Samarinda– Pandemi Covid-19 tidak hanya menimbulkan dampak bagi ekonomi dan kesehatan, namun juga kepada beberapa tempat wisata lokal di Kota Samarinda. Salah satunya Rumah Ulin Arya.
Diketahui Rumah Ulin Arya (RUA) yang terletak di Jalan Teluk Ambulung, Bayur, Samarinda Utara, Samarinda merupakan tempat wisata alam pemandangan dan satwa yang memiliki nilai jual.
“Beberapa tempat wisata memang terdampak, namun tidak signifikan seperti RUA,” ungkap Direktur Utama (Dirut) Rumah Ulin Arya Sheila Achmad, Minggu (15/8/2021) saat ditemui awak media.
Menurutnya, RUA yang ikut terseret dampak pandemi Covid-19 secara signifikan itu disebabkan tempat tersebut bukan hanya fokus mengeluarkan biaya operasional, karyawan tetapi juga untuk satwa.
“Jadi, pemasukan tidak ada namun satwa tetap harus makan dan nutrisi lainnya lumayan mahal, jadi kita sangat terdampak,” terangnya.
Sheila Achmad menuturkan hampir semua tempat wisata merumahkan karyawannya. Bahkan ada sebagian yang masuk dalam daftar PHK (pemutusan hubungan kerja).
Dikatakan, jika pihaknya sudah merumahkan karyawannya sejak tahap dua Pemberlakuan Pembatasan Kegiatan Masyarakat (PPKM).
“Ini PPKM sampai tanggal 23 Agustus 2021, tapi belum tentu selanjutnya tidak berlanjut dan kalau 23 ini kembali diperpanjang maka plan (rencana) PHK kepada sebagian karyawan tentu akan dilakukan,” beber Sheila.

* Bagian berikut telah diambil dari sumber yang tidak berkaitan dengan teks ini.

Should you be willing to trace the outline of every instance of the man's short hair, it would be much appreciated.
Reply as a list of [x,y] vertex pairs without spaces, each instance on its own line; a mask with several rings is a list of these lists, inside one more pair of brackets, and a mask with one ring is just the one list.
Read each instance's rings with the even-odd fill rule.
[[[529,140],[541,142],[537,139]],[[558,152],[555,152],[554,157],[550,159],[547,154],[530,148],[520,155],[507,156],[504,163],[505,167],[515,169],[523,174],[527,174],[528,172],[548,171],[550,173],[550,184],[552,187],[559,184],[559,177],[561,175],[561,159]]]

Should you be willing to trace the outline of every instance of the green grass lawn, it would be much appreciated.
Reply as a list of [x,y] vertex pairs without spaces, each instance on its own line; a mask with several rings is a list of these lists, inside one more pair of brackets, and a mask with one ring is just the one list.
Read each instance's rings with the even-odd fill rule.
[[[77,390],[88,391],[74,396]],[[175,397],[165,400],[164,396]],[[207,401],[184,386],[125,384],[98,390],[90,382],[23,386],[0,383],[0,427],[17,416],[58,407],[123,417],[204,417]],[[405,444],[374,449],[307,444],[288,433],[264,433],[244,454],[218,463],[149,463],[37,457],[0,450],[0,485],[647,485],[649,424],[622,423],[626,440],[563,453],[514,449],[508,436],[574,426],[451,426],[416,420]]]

Terkait hal tersebut, besok pihaknya akan melakukan audiensi dengan Wakil Wali Kota Samarinda H Rusmadi guna mengambil jalan tengahnya untuk kebaikan bersama.
“Ini bagaimana, mal bisa buka dengan pengawasan, hotel dan resto juga kenapa tempat wisata tidak bisa. Padahal sudah punya clean, health, safety and environment (CHSE),” tegasnya.
Maksudnya, kalau alasan mereka (para pembuat aturan) bukan essential (penting) bukan primer menjual bahan pokok, namun perlu dimengerti bahwa di tempat wisata itu terdapat karyawan yang bekerja dan tentu mereka memiliki kebutuhan untuk kelangsungan hidupnya.
“Ada 42 karyawan di luar harian. Kalau jumlah keseluruhan dengan harian sekitar 60 orang. Yang dirumahkan itu sekitar 90 persen, yang bertahan 10 persen itu juga ganti-gantian dan upah mereka pastinya ada pemotongan,” papar Sheila.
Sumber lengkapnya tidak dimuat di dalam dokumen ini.